Building on the survey, how should companies be thinking about HCR as we look toward a decade of implementing steps? Consider the challenge this way: While the 2005 DRA probably multiplied the complexity and financial impact of government program purchasing by five- to tenfold, now comes an entirely new set of regulations—just as manufacturers are wrapping up the last elements to become compliant with the DRA. The new law will change many of the assumptions and rules CMS fixed in place for the DRA, while tossing some new annual taxes into the mix that will basically penalize manufacturers for being on the government formulary.
Couching all this in personal terms, don't be surprised that many of the new law's provisions are open-ended or subject to interpretation. But CFOs and operational managers will still be expected to develop and implement a compliance regime that needs to be effective retroactively —as of January 1, 2010. CMS may not be ready in time, but when it catches up and puts out a few new clarifying regulations, guidance, or final rules—as well as some new catch up calculations for rebates—pharma finance organizations will have to go back and adjust, recalculate, report, and pay what they owe to Uncle Sam.
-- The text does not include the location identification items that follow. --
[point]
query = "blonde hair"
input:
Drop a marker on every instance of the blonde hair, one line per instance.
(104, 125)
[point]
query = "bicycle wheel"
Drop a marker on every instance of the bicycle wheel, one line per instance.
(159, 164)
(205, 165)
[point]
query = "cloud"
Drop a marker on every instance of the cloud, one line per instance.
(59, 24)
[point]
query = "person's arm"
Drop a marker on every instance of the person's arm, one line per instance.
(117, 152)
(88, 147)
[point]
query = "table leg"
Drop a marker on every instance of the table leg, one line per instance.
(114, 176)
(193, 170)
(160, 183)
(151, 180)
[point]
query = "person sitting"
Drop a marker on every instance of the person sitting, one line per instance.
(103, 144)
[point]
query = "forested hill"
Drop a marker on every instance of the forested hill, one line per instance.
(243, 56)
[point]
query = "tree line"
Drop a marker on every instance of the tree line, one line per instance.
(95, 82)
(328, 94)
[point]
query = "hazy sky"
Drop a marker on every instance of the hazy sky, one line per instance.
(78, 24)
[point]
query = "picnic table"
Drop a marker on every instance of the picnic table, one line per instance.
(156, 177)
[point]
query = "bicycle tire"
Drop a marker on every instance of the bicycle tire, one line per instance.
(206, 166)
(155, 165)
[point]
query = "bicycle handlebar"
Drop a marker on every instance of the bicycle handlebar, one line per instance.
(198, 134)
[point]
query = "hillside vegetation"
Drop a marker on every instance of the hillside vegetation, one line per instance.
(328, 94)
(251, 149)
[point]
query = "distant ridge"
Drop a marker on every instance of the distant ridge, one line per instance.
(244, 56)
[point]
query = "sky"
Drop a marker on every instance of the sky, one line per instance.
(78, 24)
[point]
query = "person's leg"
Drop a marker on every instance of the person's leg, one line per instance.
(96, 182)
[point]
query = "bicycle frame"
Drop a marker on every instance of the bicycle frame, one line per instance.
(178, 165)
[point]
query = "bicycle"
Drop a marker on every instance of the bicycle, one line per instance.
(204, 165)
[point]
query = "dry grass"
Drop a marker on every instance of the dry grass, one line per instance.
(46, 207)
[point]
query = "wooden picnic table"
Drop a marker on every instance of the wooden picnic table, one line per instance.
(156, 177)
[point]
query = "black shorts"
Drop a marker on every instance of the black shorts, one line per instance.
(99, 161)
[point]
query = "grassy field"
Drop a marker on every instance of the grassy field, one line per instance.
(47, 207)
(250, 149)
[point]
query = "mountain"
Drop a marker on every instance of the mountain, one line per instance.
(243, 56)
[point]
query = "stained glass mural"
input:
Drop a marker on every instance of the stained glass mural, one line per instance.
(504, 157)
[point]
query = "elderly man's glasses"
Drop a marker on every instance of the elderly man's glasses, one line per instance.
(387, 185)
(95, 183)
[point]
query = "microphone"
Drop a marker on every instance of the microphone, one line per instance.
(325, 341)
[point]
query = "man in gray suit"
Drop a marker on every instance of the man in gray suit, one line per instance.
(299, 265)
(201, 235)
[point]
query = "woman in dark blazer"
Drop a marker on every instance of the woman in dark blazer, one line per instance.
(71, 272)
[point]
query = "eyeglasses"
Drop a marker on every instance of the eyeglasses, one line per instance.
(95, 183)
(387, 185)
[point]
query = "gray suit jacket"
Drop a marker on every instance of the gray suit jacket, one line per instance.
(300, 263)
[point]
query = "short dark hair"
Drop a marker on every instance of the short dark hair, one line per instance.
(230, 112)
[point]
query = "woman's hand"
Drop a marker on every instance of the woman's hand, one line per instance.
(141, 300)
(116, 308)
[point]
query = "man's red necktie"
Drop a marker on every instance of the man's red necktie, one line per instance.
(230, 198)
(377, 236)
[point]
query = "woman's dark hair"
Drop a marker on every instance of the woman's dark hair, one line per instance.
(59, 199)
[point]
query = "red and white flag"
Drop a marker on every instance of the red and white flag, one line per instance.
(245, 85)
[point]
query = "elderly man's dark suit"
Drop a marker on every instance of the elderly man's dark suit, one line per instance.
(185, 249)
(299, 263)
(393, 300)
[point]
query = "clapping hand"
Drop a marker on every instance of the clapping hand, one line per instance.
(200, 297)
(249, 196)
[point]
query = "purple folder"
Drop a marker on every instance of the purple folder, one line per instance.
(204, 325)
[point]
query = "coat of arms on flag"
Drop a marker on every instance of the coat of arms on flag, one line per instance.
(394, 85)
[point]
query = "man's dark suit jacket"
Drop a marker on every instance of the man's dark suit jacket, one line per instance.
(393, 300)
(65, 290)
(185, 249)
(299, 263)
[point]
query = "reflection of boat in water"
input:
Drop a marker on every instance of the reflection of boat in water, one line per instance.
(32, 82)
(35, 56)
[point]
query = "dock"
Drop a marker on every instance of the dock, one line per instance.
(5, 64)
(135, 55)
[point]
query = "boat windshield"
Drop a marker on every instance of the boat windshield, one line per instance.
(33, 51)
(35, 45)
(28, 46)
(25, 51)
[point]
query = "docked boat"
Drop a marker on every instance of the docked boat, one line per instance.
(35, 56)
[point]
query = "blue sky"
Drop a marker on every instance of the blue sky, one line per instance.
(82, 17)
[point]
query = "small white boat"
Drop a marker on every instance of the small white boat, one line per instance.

If they don't, the federal Office of Inspector General or a state Attorney General is going to come by for a friendly audit, and probably require them to pay a massive fine, settle, or sign a corporate integrity agreement (CIA). And we apologize in advance if this affects your brand, multiplies your legal bills, and loses you market share in a blisteringly competitive market.
Against this backdrop, what can you do if the questions and responses to this survey are different from yours, or if you feel left behind? In general, there are no magic wands available to manufacturers to ensure regulatory compliance today. Yet, in the coming quarters, shareholders will be evaluating how companies execute on their strategy for dealing with the full range of operational challenges and regulatory risks posed by HCR. Pharm Exec's "c-suite" readers must understand that HCR is the opening salvo in a long process of transforming how healthcare is managed, delivered, and paid for in the US. More cost controls and a re-examination of reimbursement schemes based on European models are likely on the horizon, so operational nimbleness will be essential in minimizing the impact of future P&R mandates.
Even as many respondents to the survey show considerable uncertainty in coping with HCR, a small set of leading companies say they are moving forward. There is hope that CMS and OPA will provide clear direction. While there will still be variations in individual response, don't let this stop you from educating financial and operational management and using a task force mentality to assess, model, and align. Assess data quality, engage different parts of the organization, and think about using HCR to create a long-term road map for compliance for the next round of mandates.
In addition, companies should focus on assessing impact based on exposure to the affected programs, and work with external and internal counsel and IT to identify and address emerging risks. Much like the DRA, HCR gives the industry an opportunity to work through PhRMA and other venues to build common, industry-wide approaches to HCR compliance and to engage in a comprehensive dialogue with the CMS around a shared interest in quality, value and better health outcomes.